Per quanto riguarda la questione della possibilità per le società miste costituite da enti locali di svolgere attività imprenditoriali extraterritoriali, tale questione era stata risolta partendo dal principio basilare secondo cui la società mista costituita da enti locali è strumentale al perseguimento degli interessi della collettività locale e che non si può a priori escludere la possibilità di svolgimento di attività extraterritoriali, ma occorre verificare che l'espletamento di tali attività, da un lato contribuisca al miglior perseguimento dell'interesse della collettività locale, e, dall'altro lato, non si traduca in un aumento di costi per tale collettività, in termini di aumento di tasse o tariffe, o peggioramento del servizio.
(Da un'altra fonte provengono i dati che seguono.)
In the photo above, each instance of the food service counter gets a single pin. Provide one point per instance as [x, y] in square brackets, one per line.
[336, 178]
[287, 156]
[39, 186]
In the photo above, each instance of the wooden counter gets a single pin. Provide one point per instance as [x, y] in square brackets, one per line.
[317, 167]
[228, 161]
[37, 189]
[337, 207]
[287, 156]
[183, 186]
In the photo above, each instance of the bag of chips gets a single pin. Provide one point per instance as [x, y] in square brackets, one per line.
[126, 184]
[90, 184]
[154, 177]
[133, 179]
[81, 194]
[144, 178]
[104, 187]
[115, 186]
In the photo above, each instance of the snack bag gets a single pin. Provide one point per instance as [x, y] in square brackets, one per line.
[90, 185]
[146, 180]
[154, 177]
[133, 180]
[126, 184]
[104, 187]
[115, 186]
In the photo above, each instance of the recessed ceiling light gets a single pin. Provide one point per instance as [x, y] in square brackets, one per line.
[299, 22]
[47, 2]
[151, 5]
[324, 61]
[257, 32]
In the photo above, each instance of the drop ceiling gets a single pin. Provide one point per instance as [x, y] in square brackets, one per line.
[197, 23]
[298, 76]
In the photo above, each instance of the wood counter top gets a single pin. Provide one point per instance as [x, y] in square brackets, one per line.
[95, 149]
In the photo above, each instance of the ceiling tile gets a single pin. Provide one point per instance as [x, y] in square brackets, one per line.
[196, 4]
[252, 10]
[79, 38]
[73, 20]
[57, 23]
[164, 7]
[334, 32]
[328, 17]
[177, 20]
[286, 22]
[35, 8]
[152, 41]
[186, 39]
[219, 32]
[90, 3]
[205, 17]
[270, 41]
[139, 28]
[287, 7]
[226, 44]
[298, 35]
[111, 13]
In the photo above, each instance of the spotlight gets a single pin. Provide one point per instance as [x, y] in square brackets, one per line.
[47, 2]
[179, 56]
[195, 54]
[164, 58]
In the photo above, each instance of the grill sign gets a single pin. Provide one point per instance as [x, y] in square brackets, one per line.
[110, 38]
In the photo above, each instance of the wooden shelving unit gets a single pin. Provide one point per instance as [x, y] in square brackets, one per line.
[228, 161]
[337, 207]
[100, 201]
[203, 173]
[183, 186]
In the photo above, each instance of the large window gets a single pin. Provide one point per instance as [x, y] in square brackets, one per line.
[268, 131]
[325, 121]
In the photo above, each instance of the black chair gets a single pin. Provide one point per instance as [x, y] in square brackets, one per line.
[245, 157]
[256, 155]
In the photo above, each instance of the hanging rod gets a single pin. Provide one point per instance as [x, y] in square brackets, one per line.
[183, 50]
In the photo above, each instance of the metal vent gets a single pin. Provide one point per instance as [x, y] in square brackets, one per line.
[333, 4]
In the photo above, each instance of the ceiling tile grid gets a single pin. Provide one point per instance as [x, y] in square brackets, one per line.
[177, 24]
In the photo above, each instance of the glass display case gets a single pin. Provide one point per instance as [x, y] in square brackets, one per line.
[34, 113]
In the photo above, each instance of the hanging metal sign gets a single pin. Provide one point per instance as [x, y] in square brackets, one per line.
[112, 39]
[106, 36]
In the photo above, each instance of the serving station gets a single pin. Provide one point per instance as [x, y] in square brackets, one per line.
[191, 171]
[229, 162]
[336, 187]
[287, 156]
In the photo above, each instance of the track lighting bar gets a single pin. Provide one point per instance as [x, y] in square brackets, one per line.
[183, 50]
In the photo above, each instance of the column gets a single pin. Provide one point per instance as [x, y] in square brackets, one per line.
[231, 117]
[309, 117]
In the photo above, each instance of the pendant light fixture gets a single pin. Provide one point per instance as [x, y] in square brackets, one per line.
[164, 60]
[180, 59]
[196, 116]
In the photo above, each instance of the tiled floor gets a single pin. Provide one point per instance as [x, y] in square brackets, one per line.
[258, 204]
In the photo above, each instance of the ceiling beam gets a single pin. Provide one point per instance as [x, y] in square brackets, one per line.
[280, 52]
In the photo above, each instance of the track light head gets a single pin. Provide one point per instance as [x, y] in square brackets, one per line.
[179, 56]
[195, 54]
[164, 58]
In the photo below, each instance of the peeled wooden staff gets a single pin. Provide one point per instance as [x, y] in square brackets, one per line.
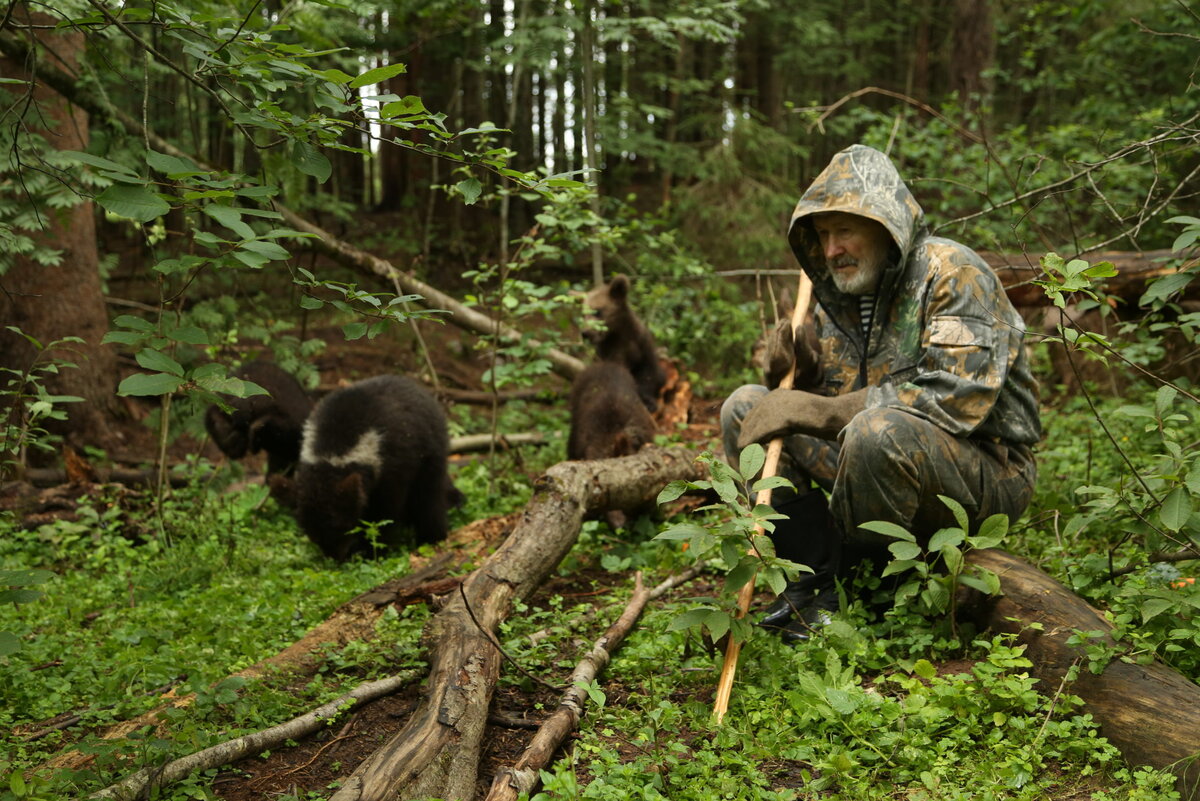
[769, 468]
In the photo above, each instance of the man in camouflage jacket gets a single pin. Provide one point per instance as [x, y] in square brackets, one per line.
[911, 383]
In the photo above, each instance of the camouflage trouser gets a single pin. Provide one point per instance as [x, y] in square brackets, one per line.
[891, 465]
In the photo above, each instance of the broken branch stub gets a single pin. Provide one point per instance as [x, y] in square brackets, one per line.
[437, 752]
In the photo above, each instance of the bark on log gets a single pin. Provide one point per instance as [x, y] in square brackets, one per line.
[342, 252]
[1149, 711]
[353, 620]
[144, 782]
[1134, 270]
[523, 776]
[437, 752]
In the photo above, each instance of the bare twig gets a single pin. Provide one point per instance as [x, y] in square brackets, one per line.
[150, 778]
[522, 777]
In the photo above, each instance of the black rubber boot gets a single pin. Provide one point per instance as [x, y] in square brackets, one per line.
[819, 613]
[808, 536]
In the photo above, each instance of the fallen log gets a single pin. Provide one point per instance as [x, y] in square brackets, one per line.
[1149, 711]
[437, 752]
[354, 620]
[144, 782]
[523, 776]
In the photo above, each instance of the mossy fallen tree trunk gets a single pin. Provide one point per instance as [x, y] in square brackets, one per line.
[1149, 711]
[437, 753]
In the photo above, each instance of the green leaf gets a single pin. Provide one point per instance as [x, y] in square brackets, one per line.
[1175, 510]
[99, 162]
[742, 574]
[159, 361]
[751, 461]
[960, 513]
[19, 596]
[773, 482]
[135, 323]
[843, 702]
[953, 558]
[11, 644]
[133, 202]
[189, 335]
[991, 531]
[469, 190]
[718, 622]
[689, 619]
[1152, 607]
[1193, 479]
[311, 161]
[269, 250]
[673, 491]
[25, 577]
[943, 537]
[1164, 398]
[682, 531]
[141, 384]
[231, 218]
[888, 529]
[905, 550]
[378, 74]
[171, 166]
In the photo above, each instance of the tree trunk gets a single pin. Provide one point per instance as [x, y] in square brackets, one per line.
[342, 252]
[51, 302]
[1149, 711]
[437, 753]
[973, 50]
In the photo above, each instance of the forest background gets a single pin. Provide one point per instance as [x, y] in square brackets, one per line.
[190, 185]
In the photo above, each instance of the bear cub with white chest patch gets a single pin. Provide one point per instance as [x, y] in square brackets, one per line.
[373, 451]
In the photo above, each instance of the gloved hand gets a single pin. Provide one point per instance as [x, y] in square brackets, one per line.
[795, 411]
[783, 353]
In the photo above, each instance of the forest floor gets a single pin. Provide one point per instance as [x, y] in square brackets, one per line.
[318, 760]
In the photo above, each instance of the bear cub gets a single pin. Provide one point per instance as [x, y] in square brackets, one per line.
[373, 451]
[263, 422]
[607, 416]
[625, 339]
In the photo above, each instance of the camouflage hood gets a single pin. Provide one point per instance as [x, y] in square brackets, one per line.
[945, 343]
[861, 181]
I giudici di Palazzo Spada hanno proseguito nella sentenza ricordando che in ambito comunitario la Corte UE ha mostrato di considerare le società miste un elemento di disturbo del mercato privato e sottolineando il rischio che si creino particolari situazioni di privilegio per alcune imprese, quando queste ultime usufruiscano, sostanzialmente, di un aiuto di Stato.
Per tale motivo, in ambito nazionale al fine di prevenire tale rischio l'art. 13 del dl 223/2006 recante Disposizioni urgenti per il rilancio economico e sociale, per il contenimento e la razionalizzazione della spesa pubblica, nonché interventi in materia di entrate e di contrasto all'evasione fiscale al comma 1 afferma:
Al fine di evitare alterazioni o distorsioni della concorrenza e del mercato e di assicurare la parità degli operatori, le società, a capitale interamente pubblico o misto, costituite dalle amministrazioni pubbliche regionali e locali per la produzione di beni e servizi strumentali all'attività di tali enti, nonché, nei casi consentiti dalla legge, per lo svolgimento esternalizzato di funzioni amministrative di loro competenza, debbono operare esclusivamente con gli enti costituenti ed affidanti, non possono svolgere prestazioni a favore di altri soggetti pubblici o privati, né in affidamento diretto né con gara, e non possono partecipare ad altre società o enti.